The blueprint of the prevailing social structure is this fixed game, and those in power are determined to make it an eternal state of affairs. The psychological institutions only support this social structure, numbing those who suffer rather than healing them. Their solutions for depression, boredom, isolation, stress, anxiety, dead time, and the other catalysts of suicidal behavior are simply chemical forms of conformity. True healing, the permanent solution to this temporary problem, starts with the transformation of our immediate surroundings, how we interact with those around us, and how we live our lives. True healing will only be brought about by the total transformation of this miserable world into one powered by the pleasure principle without compromise. Suicide may not be a part of this transformation, but it is proof that such a transformation is necessary.
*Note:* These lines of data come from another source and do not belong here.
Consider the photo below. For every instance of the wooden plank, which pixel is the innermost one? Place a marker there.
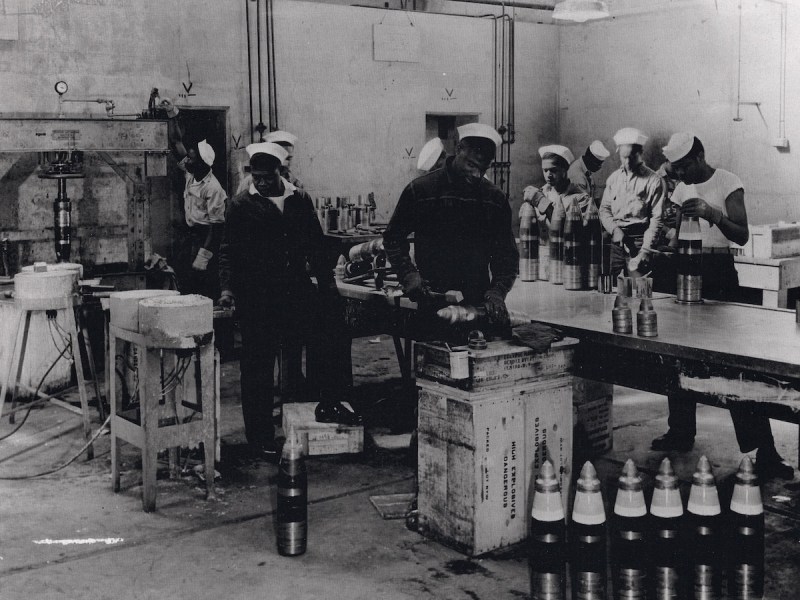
(762, 277)
(479, 453)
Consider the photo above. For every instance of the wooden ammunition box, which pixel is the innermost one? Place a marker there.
(500, 365)
(479, 454)
(321, 438)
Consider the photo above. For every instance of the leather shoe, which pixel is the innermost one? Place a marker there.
(336, 412)
(670, 442)
(770, 465)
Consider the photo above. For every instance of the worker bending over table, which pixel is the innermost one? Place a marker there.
(462, 239)
(630, 210)
(715, 196)
(271, 234)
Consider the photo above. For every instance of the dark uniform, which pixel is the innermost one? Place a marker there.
(462, 236)
(262, 260)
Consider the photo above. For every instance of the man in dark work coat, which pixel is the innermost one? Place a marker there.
(271, 234)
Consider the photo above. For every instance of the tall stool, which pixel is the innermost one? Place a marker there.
(48, 291)
(175, 385)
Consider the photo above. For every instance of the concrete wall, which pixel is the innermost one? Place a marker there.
(666, 70)
(361, 122)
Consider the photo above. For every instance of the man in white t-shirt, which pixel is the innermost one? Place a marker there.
(715, 196)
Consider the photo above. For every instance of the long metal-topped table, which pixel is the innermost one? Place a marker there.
(747, 337)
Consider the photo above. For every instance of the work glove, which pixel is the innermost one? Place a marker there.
(697, 207)
(227, 299)
(414, 286)
(201, 260)
(495, 305)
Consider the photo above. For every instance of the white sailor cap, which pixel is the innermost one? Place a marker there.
(630, 135)
(206, 152)
(480, 130)
(559, 150)
(269, 148)
(429, 154)
(678, 146)
(598, 150)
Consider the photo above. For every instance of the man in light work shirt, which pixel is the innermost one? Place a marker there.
(204, 207)
(581, 170)
(630, 210)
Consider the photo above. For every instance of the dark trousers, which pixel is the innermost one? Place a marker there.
(720, 282)
(619, 256)
(317, 324)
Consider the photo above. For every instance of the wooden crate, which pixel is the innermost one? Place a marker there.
(778, 240)
(479, 454)
(321, 438)
(595, 418)
(500, 365)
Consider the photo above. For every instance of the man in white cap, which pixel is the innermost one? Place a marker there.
(271, 234)
(630, 210)
(462, 230)
(558, 187)
(432, 155)
(716, 197)
(581, 170)
(204, 208)
(287, 141)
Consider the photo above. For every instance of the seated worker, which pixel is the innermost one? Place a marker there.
(630, 210)
(463, 238)
(581, 170)
(432, 155)
(716, 196)
(662, 261)
(271, 233)
(558, 187)
(287, 141)
(204, 209)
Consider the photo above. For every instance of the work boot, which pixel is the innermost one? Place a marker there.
(672, 442)
(770, 464)
(268, 450)
(336, 412)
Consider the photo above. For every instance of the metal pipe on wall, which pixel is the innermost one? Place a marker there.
(249, 65)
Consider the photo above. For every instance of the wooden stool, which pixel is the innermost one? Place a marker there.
(177, 405)
(26, 307)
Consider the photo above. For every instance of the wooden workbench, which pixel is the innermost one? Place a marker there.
(718, 352)
(776, 277)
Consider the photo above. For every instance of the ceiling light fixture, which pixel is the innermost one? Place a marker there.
(580, 11)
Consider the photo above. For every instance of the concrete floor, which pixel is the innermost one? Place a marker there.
(67, 535)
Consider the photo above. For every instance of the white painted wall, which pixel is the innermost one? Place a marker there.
(666, 70)
(360, 122)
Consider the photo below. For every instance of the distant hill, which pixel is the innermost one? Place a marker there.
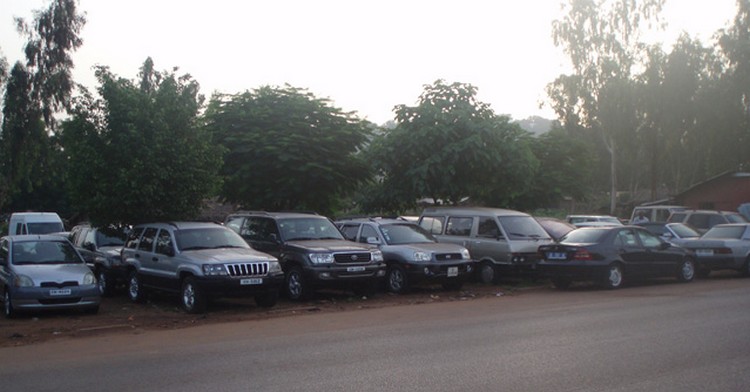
(536, 125)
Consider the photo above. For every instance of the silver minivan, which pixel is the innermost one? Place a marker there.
(501, 241)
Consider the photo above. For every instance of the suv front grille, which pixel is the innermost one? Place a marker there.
(354, 257)
(247, 269)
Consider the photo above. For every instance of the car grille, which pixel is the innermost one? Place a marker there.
(354, 257)
(247, 269)
(58, 284)
(448, 256)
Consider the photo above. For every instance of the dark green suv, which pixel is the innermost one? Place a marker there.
(312, 252)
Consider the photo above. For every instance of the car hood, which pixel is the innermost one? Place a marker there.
(53, 272)
(329, 246)
(226, 255)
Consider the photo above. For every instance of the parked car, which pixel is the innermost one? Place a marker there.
(502, 242)
(593, 220)
(675, 233)
(312, 252)
(35, 223)
(556, 228)
(411, 254)
(702, 220)
(724, 246)
(41, 272)
(200, 261)
(612, 255)
(101, 248)
(655, 213)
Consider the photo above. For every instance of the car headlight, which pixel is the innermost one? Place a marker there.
(214, 270)
(422, 256)
(321, 258)
(274, 267)
(89, 278)
(23, 281)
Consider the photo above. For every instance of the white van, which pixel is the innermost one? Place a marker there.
(35, 223)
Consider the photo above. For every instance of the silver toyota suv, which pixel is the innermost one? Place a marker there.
(199, 261)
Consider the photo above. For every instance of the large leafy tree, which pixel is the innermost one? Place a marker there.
(449, 147)
(138, 153)
(287, 149)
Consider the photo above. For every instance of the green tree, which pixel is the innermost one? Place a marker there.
(138, 153)
(287, 149)
(602, 40)
(449, 147)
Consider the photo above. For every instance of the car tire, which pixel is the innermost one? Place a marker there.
(104, 282)
(686, 270)
(296, 287)
(136, 291)
(561, 283)
(192, 297)
(488, 273)
(8, 305)
(396, 279)
(614, 276)
(267, 300)
(453, 285)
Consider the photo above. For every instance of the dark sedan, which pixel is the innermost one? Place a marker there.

Yet, for those who lack optimism in change, who feel they have no options other than their proscribed fate, suicide is a solution. It can be seen as a refusal to let those in power have the last word, like Haymarket martyr Louis Lingg who, in an act of poetic boldness, is said to have blown himself up the night before he was to be executed using a cigar packed with dynamite. Drastic flashes of self-empowerment such as Lingg’s are both expressions of contempt for an absurd society, and rejections of the unlivable.

11/17/2004
The Surrealist Revolution
It’s no secret that this western world has an oppressive disposition. Forced to sell our vitality simply to stay alive, we are detached from our deepest internal drives by the false identities and fixed roles survival requires. Underlying this psychological separation from who we really are and what we really want is an assortment of societal, sexual, and mental repressions intended to make us better, more obedient slaves, and to cement us in our exhausting servitude. The institutions of domestication are the principal distributors of neurosis worldwide.
Deliverance from this labyrinth of confusion and anxiety relies on total war against the monsters of the whole despotic order. This struggle is mental as well as physical, and absolute success demands the alliance of the id with the conscious self, reinstating everything the superego, that internalized tyrant, has taken from us. This war isn’t just about reclaiming the environment around us; it’s also about liberating the occupied territories within us.
The quintessential aim of the surrealist revolution is this emancipation: a homecoming for the raw power of passion, the wilds of the imagination, and the hunger for the Marvelous. It is at this point, where poetry and mad love permeate, that the ego and the internal magnetically come together like two feral lovers. This radical synthesis is not a form of escapism, but a return of the repressed, and the only solution to the current crisis of consciousness.